Hacker News new | ask | show | jobs
by o11c 332 days ago
People keep saying this, yet infinite real-world experience shows that systems perform far better if the OOM Killer actually gets to kill something, which is only possible with swap disabled. In my experience, the OOM killer picks the right target first maybe 70% of the time, and the rest of the time it kills some other large process and allows enough progress for the blameworthy process to either complete or get OOM'ed in turn. In either case, all is good - whoever is responsible for monitoring the process notices its death and is able to restart it (automatically or manually - the usual culprits are: children of a too-parallel `make`, web browsers, children of systemd, or parts of the windowing environment [the WM and Graphical Shell can easily be restarted under X11 without affecting other processes; Wayland may behave badly here]). If you are launching processes without resilient management (this includes "bubble the failure up unto my nth-grandparent handles it") you need to fix that before anything else.

With swap enabled, it is very, very, VERY common for the system to become completely unresponsive - no magic-sysrq, no ctrl-alt-f2 to login as root, no ssh'ing in ...

You also have some misunderstandings a bout overcommit. If you aren't checking `malloc` failure you have UB, but hopefully you will just crash (killing processes is a good thing when the system fundamentally can't fulfill everything you're asking of it!), and there's a pretty good chance the process that gets killed is blameworthy. The real problems are large processes that call `fork` instead of `vfork` (which is admittedly hard to use) or `posix_spawn` (which is admittedly limited and full of bugs), and processes that try to be "clever" and cache things in RAM (for which there's admittedly no good kernel interface).

===

"Swap isn't even that slow for SSDs" is part of the problem. All developers should be required to use an HDD with full-disk encryption, so that they stop papering over their performance bugs.

2 comments

+1 from me for

> With swap enabled, it is very, very, VERY common for the system to become completely unresponsive - no magic-sysrq, no ctrl-alt-f2 to login as root, no ssh'ing in ...

It's usually enough to have couple of times when you need to get into distant DC / wait for some IPMI connected for couple of hours, to learn "let it fail fast and gimme ssh back" on practice vs theory on "you should have swap on"

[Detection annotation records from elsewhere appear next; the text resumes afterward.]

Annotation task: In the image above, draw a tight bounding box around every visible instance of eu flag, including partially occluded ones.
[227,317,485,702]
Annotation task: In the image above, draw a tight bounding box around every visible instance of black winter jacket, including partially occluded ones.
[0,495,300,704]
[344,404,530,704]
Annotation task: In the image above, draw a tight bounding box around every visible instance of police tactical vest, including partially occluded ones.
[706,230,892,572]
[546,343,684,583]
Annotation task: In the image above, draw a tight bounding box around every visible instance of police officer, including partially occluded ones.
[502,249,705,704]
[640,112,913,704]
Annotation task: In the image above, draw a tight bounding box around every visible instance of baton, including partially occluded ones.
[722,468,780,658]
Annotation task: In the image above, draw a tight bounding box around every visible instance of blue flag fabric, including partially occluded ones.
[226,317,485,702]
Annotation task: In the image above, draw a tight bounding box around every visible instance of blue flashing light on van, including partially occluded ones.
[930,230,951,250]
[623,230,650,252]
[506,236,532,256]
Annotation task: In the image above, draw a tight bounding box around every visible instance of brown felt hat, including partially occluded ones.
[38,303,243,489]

Conversely, having critical processes get OOMKilled in critical sections can teach you the lesson that it's virtually impossible to write robust software with the assumption that any process can die at any instruction because the kernel thought it's not that important. OOM errors can be handled; SIGKILL can't.
My only point is that you should have at least some few gig of swap space to smooth out temporary memory spikes, possibly avoiding random processes getting killed at random times, and making it very unlikely that the system will evict your code pages when it's running close to, but below the memory limit. The OOMKiller won't kick in if you're below the limit, but your system will freeze completely - virtually every time the scheduler runs, one core will stall on a disk read.

Conversely, with a few GB of old data paged out to disk, even to a slow HDD, there is going to be much, much less thrashing going on. Chances are, the system will work pretty normally, since it's most likely that memory that isn't being used at all is what will get swapped out, so it's unlikely to need to be swapped in any time soon. The spike that caused you to go over your normal memory usage will die down, memory will get freed naturally, and worse you'll see is that some process will have a temporary spike in latency soem time later when it actually needs those swapped out pages.

Now, if the spike is too large to fit even in RAM + swap, the OOMKiller will still run and the system will recover that way.

The only situation where you'll get in the state you are describing is if veitually all of your memory pages are constantly getting read and written to, so that the VMM can't evict any "stale" pages to swap. This should be a relatively rare occurrence, but I'm sure there are workloads where this happens, and I agree that in those cases, disabling swap is a good idea.

> If you aren't checking `malloc` failure you have UB, but hopefully you will just crash (killing processes is a good thing when the system fundamentally can't fulfill everything you're asking of it!), and there's a pretty good chance the process that gets killed is blameworthy.

This is a very optimistic assumption. Crashing is about as likely as some kind of data corruption for these cases. Not to mention, crashing (or getting OOMKilled, for that matter) are very likely to cause data loss - a potentially huge issue. If you can avoid the situation altogether, that's much better. Which means overprovisioning and enabling some amount of swap if your workload is of a nature that doesn't constantly churn the entire working memory.

> "Swap isn't even that slow for SSDs" is part of the problem. All developers should be required to use an HDD with full-disk encryption, so that they stop papering over their performance bugs.

You're supposed to design software for the systems you actually yarget, not some lowest common denominator. If you're targeting use cases where the software will be deployed on 5400 RPM HDDs with full disk encryption at rest running on an Intel Celeron CPU with 512 MB of RAM, then yes, design your system for those constraints. Disable swap, overcommit too, probably avoid any kind of VM technology, etc.

But don't go telling people who are designing for servers running on SSDs to disable swap because it'll make the system unusably slow - it just won't.